Robin sat at her desk toward the back of the room, sobbing softly. Her chin hung low and touched her crisply ironed dress. It was the first year of voluntary integration in our school. I sat a few rows over, also in the back of the room, watching her. Miss Ewing saw her too and called her up to her desk.
It must have been a long walk for Robin because, by now, all the second and third graders in the combination class saw her too. Whispers and sobs were all we could make out as we grew silent, listening, leaning in to the drama.
“Beverly is my only friend.” That sentence came through clearly. And then everyone turned to look at me. Hot tears started running down my cheeks, too.
I felt bad for Robin – she and Deborah were the only black students in our class and they didn’t seem to know each other. I also felt guilty – and confused — because I didn’t know why Robin said that.
What had I done? Smiled at her across the room, whispered something to her as we stood in the pencil-trimming line, invited her to join me in a 7-year-old playground scenario, sat beside her at lunch?

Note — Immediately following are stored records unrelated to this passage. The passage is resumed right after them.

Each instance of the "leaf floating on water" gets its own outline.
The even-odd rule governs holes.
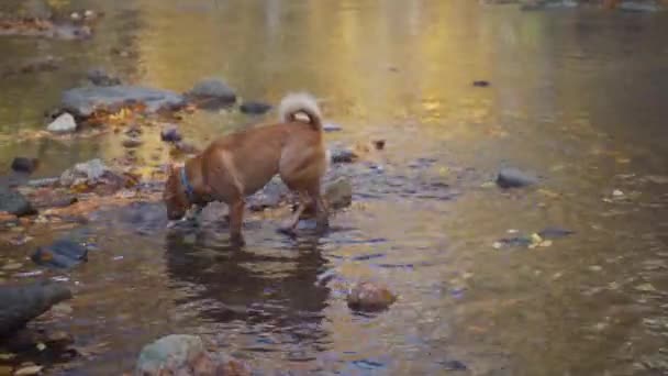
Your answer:
[[[647,180],[654,184],[668,184],[668,176],[663,175],[649,175],[647,176]]]
[[[635,289],[644,292],[656,291],[656,287],[654,287],[652,284],[642,284],[636,286]]]
[[[538,189],[538,193],[541,193],[543,196],[546,196],[546,197],[549,197],[549,198],[559,198],[559,197],[561,197],[561,195],[559,195],[557,192],[554,192],[554,191],[552,191],[549,189],[545,189],[545,188]]]
[[[550,240],[543,241],[538,244],[538,246],[544,247],[544,248],[552,246],[552,241]]]
[[[626,157],[616,157],[615,161],[622,165],[631,163],[631,158],[626,158]]]
[[[21,263],[9,263],[5,264],[4,266],[2,266],[3,270],[15,270],[15,269],[20,269],[23,266],[23,264]]]
[[[11,361],[14,357],[16,357],[16,354],[11,354],[11,353],[0,354],[0,361]]]
[[[31,375],[38,375],[42,369],[44,369],[43,366],[38,366],[38,365],[31,365],[27,367],[23,367],[19,371],[16,371],[14,373],[14,376],[31,376]]]

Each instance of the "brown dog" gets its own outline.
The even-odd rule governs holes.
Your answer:
[[[316,213],[318,229],[327,225],[321,178],[327,168],[320,109],[307,93],[291,93],[279,106],[280,123],[252,128],[212,142],[185,166],[170,166],[163,199],[169,220],[190,207],[211,201],[230,208],[230,237],[244,244],[242,223],[245,197],[263,188],[276,174],[300,196],[300,206],[283,232],[293,233],[307,208]],[[298,114],[304,114],[300,120]]]

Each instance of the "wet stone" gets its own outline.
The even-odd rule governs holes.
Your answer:
[[[52,306],[71,299],[69,289],[59,283],[37,281],[0,286],[0,338],[22,329]]]
[[[353,185],[346,177],[339,177],[325,187],[325,200],[331,209],[343,209],[353,202]]]
[[[379,311],[389,308],[397,297],[385,286],[370,281],[359,283],[348,291],[348,307],[360,311]]]
[[[54,133],[74,132],[77,130],[77,122],[71,114],[65,112],[56,118],[56,120],[52,121],[46,126],[46,130]]]
[[[86,73],[86,78],[94,86],[121,85],[121,79],[102,68],[92,68]]]
[[[183,137],[179,133],[179,128],[176,124],[166,124],[160,130],[160,140],[164,142],[179,142]]]
[[[88,248],[71,240],[57,240],[38,247],[31,259],[41,266],[69,269],[88,261]]]
[[[38,164],[37,158],[15,157],[12,161],[11,168],[16,173],[32,174],[37,169]]]
[[[178,110],[183,97],[169,91],[141,86],[79,87],[63,92],[62,107],[77,117],[88,118],[98,111],[115,112],[129,104],[142,103],[147,112]]]
[[[522,188],[538,183],[538,179],[514,167],[502,168],[497,176],[497,185],[501,188]]]
[[[0,212],[2,211],[16,217],[32,215],[37,212],[21,192],[7,186],[0,186]]]
[[[216,78],[208,78],[197,82],[186,93],[186,98],[199,108],[208,110],[230,107],[236,102],[234,90],[223,80]]]

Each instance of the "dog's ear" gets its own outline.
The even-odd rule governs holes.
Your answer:
[[[177,167],[174,163],[169,164],[169,167],[167,167],[167,172],[169,172],[169,175],[174,175],[177,173]]]

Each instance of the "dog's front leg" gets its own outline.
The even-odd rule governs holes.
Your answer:
[[[242,234],[244,224],[244,208],[246,202],[244,199],[238,199],[230,203],[230,242],[237,246],[243,246],[246,242]]]

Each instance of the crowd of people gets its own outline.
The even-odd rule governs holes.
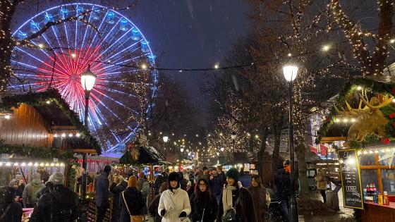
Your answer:
[[[274,185],[288,221],[289,172],[279,166]],[[150,214],[154,221],[265,221],[270,195],[258,175],[221,166],[169,173],[164,171],[151,185],[140,172],[127,178],[114,175],[105,166],[95,178],[97,221],[103,221],[112,199],[111,221],[140,222]],[[111,176],[110,177],[110,175]],[[34,208],[30,221],[74,221],[80,215],[78,195],[66,187],[61,173],[44,184],[36,173],[24,185],[17,175],[9,186],[0,187],[0,222],[21,221],[22,208]],[[267,190],[269,190],[267,187]],[[113,198],[110,199],[110,195]]]

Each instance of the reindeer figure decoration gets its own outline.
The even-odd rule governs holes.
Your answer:
[[[340,115],[356,117],[356,122],[348,129],[348,140],[363,141],[365,137],[370,132],[384,137],[385,126],[389,120],[379,109],[391,104],[392,98],[378,95],[372,97],[368,101],[366,90],[364,92],[363,90],[362,94],[359,94],[359,96],[360,101],[358,109],[351,108],[347,101],[346,101],[346,111],[340,111],[336,106],[334,107]],[[365,104],[363,108],[363,103]]]

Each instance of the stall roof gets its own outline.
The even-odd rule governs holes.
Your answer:
[[[32,106],[44,117],[48,132],[51,133],[81,133],[80,138],[63,138],[61,144],[59,144],[61,142],[55,140],[54,147],[63,145],[69,149],[84,149],[85,152],[94,149],[91,154],[102,153],[102,149],[96,139],[80,121],[77,113],[70,109],[68,104],[56,90],[6,95],[0,101],[0,113],[11,113],[13,108],[18,108],[21,104]]]
[[[147,145],[140,146],[138,155],[132,156],[130,151],[127,151],[119,159],[121,164],[160,164],[165,162],[163,156],[152,147]]]

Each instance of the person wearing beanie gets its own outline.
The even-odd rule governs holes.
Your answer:
[[[112,202],[111,221],[118,222],[121,216],[121,194],[128,187],[128,181],[125,180],[121,175],[114,177],[114,181],[110,186],[110,192],[114,194]]]
[[[41,181],[41,175],[39,173],[35,173],[33,174],[33,180],[23,190],[22,199],[25,207],[35,207],[37,202],[36,192],[40,189],[44,187],[45,187],[45,185]]]
[[[154,220],[154,222],[162,221],[162,216],[158,214],[158,207],[159,206],[159,200],[162,193],[167,190],[168,186],[169,184],[167,182],[162,183],[159,187],[159,193],[155,197],[154,197],[152,202],[148,204],[148,212],[155,218]]]
[[[171,172],[168,177],[169,187],[162,193],[158,214],[162,222],[181,222],[190,214],[190,203],[186,191],[180,187],[180,175]]]
[[[144,204],[142,194],[138,190],[138,180],[135,175],[129,177],[128,187],[121,193],[120,222],[137,222],[142,221]]]
[[[238,222],[257,222],[253,197],[248,190],[240,182],[240,173],[235,168],[230,168],[226,173],[226,184],[224,185],[218,207],[217,221],[229,215],[229,211],[236,211],[236,218]],[[227,214],[228,212],[228,214]]]
[[[29,221],[74,221],[79,213],[77,195],[63,185],[61,173],[52,173],[49,181],[51,190],[40,197]]]
[[[190,197],[190,206],[193,222],[214,222],[217,219],[218,203],[205,178],[198,180],[195,192]]]
[[[15,179],[18,181],[18,187],[15,191],[15,195],[19,197],[18,202],[23,206],[23,202],[22,200],[22,195],[23,195],[23,190],[25,190],[25,178],[20,174],[17,174],[15,175]]]
[[[103,173],[99,175],[96,179],[96,197],[95,204],[97,209],[97,222],[103,221],[106,211],[110,206],[109,202],[109,175],[111,173],[111,166],[109,165],[104,166]]]
[[[16,180],[13,183],[16,183]],[[15,201],[15,189],[11,186],[0,187],[0,222],[20,222],[22,206]]]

I don’t think I knew then and I surely don’t remember now — many years later.
What matters is that in some innocent and awkward way, Robin and I had made a connection.
As years have passed since that morning in 3rd grade, I have tried to be open to those moments that change us and bless us — those moments when a comment or expression thunders across the space between two people, reminding us of what is and what is possible — those moments that reveal the preciousness of the person next to us, the softness of God’s love reaching down to us, and the power of the connection that binds us to each other and to God – those moments that make us understand the quote: “We do not remember days; we remember moments.”